Karlawish, a professor at the University of Pennsylvania’s Perelman School of Medicine and codirector of the Penn Memory Center, argues that the various challenges inherent in evaluating and prescribing Alzheimer’s drugs dampens any hope of a breakthrough. “If we’re going to have the better drugs,” he writes, “we need a better system.”
Because these drugs are designed to treat patients who display signs of mild cognitive impairment or early-stage dementia — or those who carry certain disease biomarkers — diagnosis is extremely tricky, he explains. Physicians need to compile a reliable history from the patient and a close friend or relative, review and interpret the results of cognitive tests and PET scans, and then weigh the risks of a brain bleed against the benefit of a few extra months of lucidity.

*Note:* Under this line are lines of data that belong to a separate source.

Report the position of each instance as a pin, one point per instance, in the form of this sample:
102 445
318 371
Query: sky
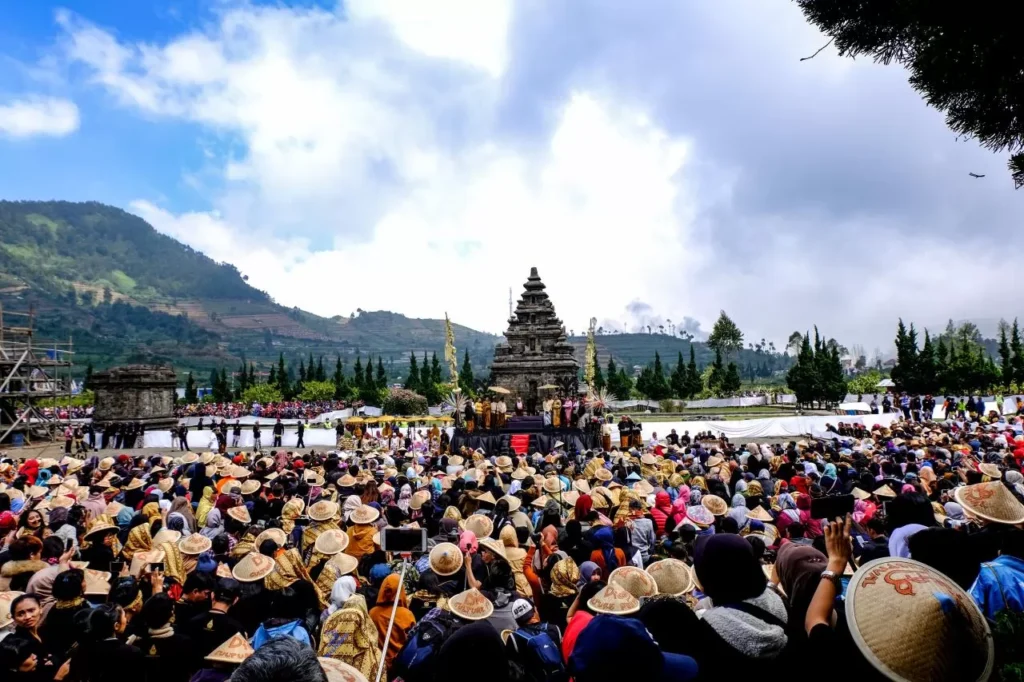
655 160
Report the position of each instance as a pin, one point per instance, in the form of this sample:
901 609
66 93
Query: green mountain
125 293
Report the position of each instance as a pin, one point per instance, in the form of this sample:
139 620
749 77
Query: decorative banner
450 354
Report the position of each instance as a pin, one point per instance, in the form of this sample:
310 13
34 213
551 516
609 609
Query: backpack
415 662
536 655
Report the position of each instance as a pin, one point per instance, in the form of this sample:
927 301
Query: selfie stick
394 607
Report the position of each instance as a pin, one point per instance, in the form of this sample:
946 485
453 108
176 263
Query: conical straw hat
912 623
636 581
233 650
715 505
479 524
471 605
276 535
614 599
339 671
991 502
673 577
445 559
252 567
195 545
331 542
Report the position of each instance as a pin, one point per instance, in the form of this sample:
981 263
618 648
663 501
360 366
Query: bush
262 393
316 390
401 401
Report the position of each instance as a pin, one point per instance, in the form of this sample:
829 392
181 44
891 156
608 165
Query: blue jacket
292 629
999 586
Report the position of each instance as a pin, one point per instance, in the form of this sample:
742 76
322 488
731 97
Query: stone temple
135 393
537 351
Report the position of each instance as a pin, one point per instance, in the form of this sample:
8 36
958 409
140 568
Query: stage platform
505 441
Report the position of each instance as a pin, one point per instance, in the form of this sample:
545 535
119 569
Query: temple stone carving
135 393
537 351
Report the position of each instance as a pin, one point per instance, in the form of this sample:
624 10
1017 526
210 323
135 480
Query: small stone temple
537 351
135 393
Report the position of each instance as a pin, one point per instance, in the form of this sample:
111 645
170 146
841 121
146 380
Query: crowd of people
284 410
875 553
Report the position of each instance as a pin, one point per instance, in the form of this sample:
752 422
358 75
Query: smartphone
834 506
403 540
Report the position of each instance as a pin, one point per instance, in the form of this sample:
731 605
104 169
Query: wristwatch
830 574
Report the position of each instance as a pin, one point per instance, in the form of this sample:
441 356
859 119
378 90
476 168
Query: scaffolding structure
31 372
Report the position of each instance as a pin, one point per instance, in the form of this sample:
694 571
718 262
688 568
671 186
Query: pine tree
693 383
283 385
357 376
466 375
192 396
413 382
717 373
340 385
928 368
1017 359
731 381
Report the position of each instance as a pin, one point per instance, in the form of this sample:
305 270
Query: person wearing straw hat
360 534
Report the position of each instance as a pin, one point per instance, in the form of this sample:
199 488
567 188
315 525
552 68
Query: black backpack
415 662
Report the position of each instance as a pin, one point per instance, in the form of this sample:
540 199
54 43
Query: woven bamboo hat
5 600
339 671
345 563
495 547
479 524
672 576
100 527
635 581
615 600
990 470
471 605
250 486
363 515
240 514
760 514
991 502
253 566
331 542
276 535
233 650
715 505
445 559
912 623
195 545
97 582
513 502
325 510
419 499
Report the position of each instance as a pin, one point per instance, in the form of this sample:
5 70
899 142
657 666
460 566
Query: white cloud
38 116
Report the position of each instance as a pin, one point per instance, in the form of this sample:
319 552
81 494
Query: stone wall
135 393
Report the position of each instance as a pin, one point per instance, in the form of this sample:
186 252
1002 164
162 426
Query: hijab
605 541
214 524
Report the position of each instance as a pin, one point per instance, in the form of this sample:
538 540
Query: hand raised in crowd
839 546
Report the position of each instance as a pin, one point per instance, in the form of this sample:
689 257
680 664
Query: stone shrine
537 351
135 393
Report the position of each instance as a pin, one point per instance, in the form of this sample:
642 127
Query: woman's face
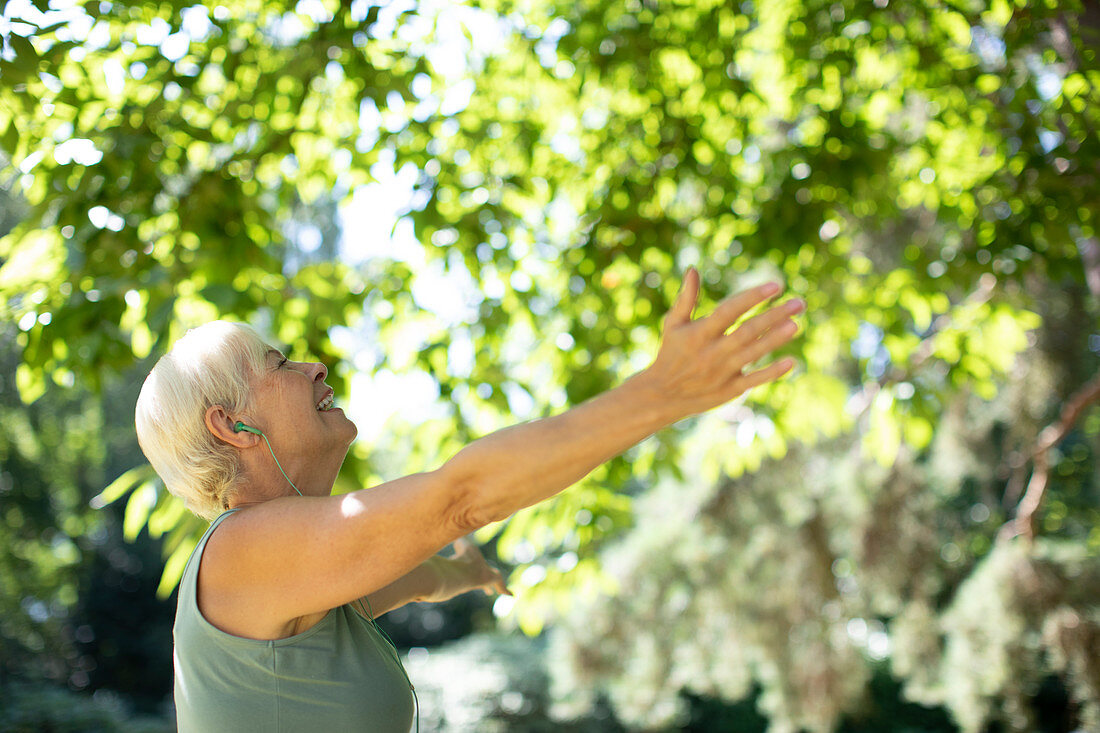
293 406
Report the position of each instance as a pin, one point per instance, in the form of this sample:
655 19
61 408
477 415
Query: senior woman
274 626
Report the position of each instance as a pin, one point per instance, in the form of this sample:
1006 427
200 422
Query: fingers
743 351
732 308
771 320
680 313
772 371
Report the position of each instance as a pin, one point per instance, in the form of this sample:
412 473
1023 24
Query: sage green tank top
339 675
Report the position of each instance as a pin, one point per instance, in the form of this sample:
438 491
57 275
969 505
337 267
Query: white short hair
215 364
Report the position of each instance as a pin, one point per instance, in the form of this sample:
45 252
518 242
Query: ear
221 424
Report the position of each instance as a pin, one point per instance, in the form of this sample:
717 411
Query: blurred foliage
35 709
924 174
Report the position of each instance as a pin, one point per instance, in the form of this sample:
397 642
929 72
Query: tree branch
1052 435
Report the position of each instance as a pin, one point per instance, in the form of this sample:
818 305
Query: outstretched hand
700 365
477 572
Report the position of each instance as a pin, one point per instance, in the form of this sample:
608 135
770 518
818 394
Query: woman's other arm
285 558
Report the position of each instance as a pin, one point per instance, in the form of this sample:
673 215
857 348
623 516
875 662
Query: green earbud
248 428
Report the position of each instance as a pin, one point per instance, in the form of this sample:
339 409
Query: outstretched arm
440 579
294 556
699 367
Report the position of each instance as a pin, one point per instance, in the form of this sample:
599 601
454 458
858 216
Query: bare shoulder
270 565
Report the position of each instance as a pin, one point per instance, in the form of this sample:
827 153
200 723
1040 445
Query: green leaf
121 485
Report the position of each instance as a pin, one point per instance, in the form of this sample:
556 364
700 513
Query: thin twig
1052 435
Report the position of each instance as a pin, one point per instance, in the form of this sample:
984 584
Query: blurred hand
475 570
700 367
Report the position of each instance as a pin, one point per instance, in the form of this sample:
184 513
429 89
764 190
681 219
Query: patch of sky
449 293
371 220
77 150
377 397
315 10
196 22
547 46
989 47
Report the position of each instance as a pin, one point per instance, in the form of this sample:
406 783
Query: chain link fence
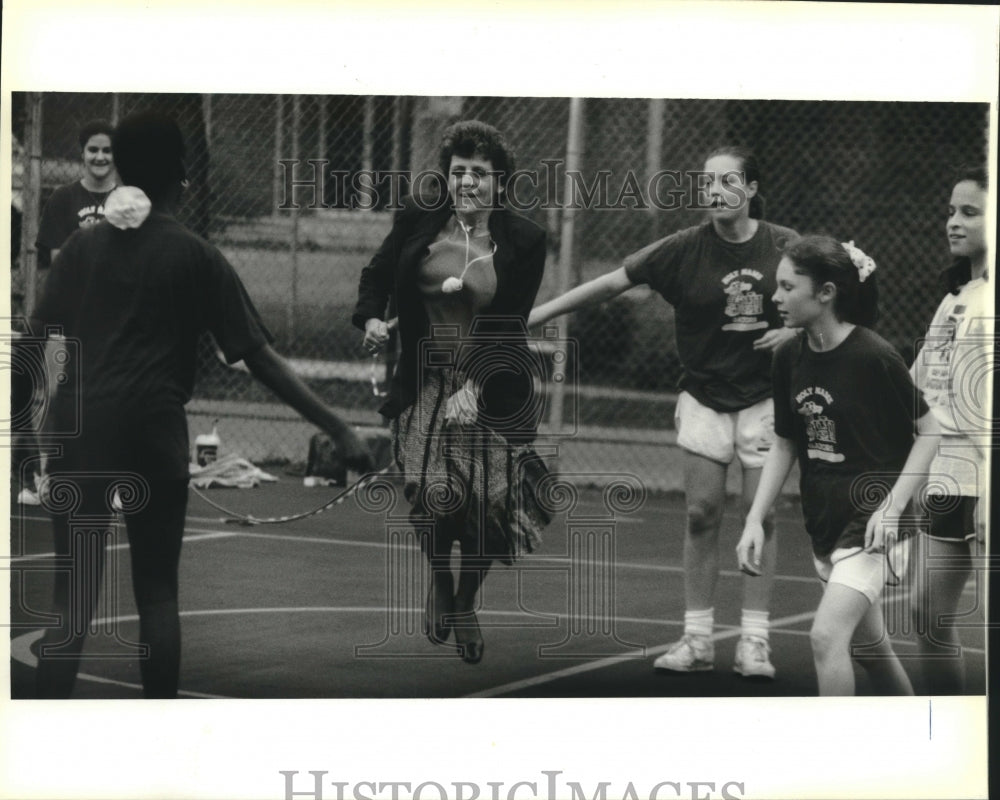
297 192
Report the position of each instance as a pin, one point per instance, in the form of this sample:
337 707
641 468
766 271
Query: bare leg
879 661
705 493
757 590
941 571
837 617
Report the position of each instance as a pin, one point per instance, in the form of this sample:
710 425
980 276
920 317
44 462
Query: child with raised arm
956 348
846 409
719 277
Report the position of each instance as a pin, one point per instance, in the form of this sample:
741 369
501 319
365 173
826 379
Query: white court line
590 666
210 533
20 650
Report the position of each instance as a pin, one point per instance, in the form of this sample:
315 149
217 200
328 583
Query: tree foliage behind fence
875 172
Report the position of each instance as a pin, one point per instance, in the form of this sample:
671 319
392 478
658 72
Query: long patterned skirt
468 480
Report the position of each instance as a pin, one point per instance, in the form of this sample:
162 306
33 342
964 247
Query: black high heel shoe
469 638
437 611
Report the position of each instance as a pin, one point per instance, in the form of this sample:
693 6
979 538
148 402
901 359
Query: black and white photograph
487 403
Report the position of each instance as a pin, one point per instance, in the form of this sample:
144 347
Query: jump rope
449 286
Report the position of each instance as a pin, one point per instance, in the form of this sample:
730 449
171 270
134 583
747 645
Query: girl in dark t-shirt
81 203
846 409
719 277
135 292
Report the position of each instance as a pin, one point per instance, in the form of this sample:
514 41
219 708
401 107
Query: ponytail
851 271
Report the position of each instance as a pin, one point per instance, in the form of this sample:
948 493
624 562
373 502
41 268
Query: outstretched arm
590 293
777 465
273 371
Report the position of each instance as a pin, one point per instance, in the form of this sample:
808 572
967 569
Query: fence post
279 107
31 191
368 147
654 154
574 147
293 244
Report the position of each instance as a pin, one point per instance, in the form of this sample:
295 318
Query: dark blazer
507 401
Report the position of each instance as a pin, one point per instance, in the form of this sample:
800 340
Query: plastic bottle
206 446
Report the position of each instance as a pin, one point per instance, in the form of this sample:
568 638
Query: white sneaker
27 497
753 658
690 653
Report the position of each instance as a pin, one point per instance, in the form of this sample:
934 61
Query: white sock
755 623
699 623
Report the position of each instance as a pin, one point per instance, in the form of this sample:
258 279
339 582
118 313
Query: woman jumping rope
846 409
719 277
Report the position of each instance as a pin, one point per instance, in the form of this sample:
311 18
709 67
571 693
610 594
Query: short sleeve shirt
70 208
136 302
721 293
851 413
947 369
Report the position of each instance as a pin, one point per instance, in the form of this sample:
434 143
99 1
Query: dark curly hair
149 152
960 271
470 137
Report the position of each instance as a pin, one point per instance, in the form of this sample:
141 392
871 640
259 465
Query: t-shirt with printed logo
851 413
953 359
721 293
70 208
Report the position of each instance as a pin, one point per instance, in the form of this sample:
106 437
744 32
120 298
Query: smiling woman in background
80 203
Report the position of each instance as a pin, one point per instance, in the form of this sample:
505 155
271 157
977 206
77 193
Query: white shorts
718 435
865 572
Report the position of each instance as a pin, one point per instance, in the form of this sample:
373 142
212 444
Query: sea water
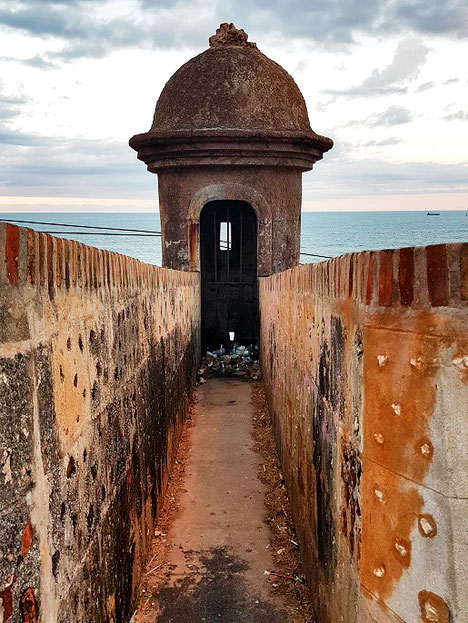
322 233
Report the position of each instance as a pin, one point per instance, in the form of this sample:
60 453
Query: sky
386 79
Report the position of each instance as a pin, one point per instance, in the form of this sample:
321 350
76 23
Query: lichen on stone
228 34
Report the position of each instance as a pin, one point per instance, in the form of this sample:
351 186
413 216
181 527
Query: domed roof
230 105
231 86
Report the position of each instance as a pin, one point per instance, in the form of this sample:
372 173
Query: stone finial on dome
228 34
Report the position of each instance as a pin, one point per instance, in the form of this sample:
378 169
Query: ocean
324 233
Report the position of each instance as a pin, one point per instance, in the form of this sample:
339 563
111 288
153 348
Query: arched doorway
228 261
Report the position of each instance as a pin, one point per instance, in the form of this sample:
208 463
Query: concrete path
219 543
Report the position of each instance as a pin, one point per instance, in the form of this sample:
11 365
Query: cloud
94 28
349 176
335 21
410 56
461 115
10 104
394 140
393 115
430 16
54 166
425 86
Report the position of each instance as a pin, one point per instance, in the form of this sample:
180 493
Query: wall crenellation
365 360
98 354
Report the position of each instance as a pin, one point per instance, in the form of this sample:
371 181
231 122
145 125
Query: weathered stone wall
366 366
97 356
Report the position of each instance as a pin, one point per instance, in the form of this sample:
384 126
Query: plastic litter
240 361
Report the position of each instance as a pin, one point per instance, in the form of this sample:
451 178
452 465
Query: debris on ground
239 361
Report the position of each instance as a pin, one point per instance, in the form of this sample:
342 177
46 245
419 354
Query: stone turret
231 125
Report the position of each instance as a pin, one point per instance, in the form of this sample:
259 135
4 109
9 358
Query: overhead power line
144 231
108 231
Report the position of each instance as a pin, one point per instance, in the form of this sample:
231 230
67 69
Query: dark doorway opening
228 258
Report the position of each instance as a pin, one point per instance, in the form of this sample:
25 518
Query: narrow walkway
217 548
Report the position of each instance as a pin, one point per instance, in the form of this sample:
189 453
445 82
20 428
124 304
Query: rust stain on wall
399 401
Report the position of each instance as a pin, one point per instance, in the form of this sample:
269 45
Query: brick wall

“These new drugs mean more real harms from mis- or missed diagnosis,” Karlawish warns. “A missed diagnosis (‘It’s normal aging . . .’) sends away a person who might benefit from an effective treatment. A false positive will unnecessarily expose a person to the drugs’ risks.”
Not surprisingly, few general practitioners feel comfortable making an Alzheimer’s diagnosis, he adds. They are seldom prepared to care for these patients and there are few specialists available to assist them in the treatment. Even most neurologists, geriatricians, and geriatric psychiatrists lack the skills to diagnose the disease at its early stages and prescribe the appropriate drugs.
Plus, even trying to calculate the benefits of the treatment remains difficult. “The benefit of cancer treatments such as CAR-T is measured with a simple language: Patients live longer.
That’s easy to measure and to understand,” he explains. “In dementia treatment, survival has never been measured as a benefit. Instead, we speak of living longer in a certain state of mind. The measures we use — cognition and day-to-day function — and the significance of changes in them aren’t readily understandable.”
Unable to clearly grasp the benefits, experts tend to focus primarily on the risks — a perspective that may be fueling CMS’s reluctance to cover the costs of these drugs without gathering substantially more data on their effectiveness. Hence the registry gambit.
While CMS officials work out the details on that particular data-collection system, Karlawish argues that a similar process has already proven effective in keeping promising, but controversial, drugs available to patients. The FDA has employed more than 300 Risk Evaluation and Mitigation Strategies (REMS) since 2007 to set education and monitoring requirements designed to mitigate a medication’s risk.
He points to a REMS initiative that collected sufficient risk/benefit information to keep Tysabri, a promising drug to treat multiple sclerosis, available despite clinical results showing a rare brain infection among some study participants. A similar process has been used to gain approval of politically controversial drugs, including mifepristone.
REMS is a proven tool that could be used to evaluate Alzheimer’s drugs, as well. Providers would be required to compile various patient characteristics, such as genetic biomarkers, disease histories, and current medication use, while also sharing MRI results showing any signs of microhemorrhages or other symptoms. “This would likely satisfy Medicare’s coverage with evidence development requirement for a registry,” he writes. “In fact, Medicare and the FDA might actually design it together.”
That might qualify as wishful thinking, given the divergent priorities of the two agencies. The FDA, under immense pressure from patient-advocacy groups and Big Pharma, is all about expanding access to promising treatments. CMS, on the other hand, no doubt views with some trepidation the potential costs of covering millions of Alzheimer’s patients in the years ahead.
That equation alone, never mind the limited capabilities of our current healthcare system, suggests Alzheimer’s patients and their caregivers still have a long way to go — no matter what miracle drug comes down the pipeline next.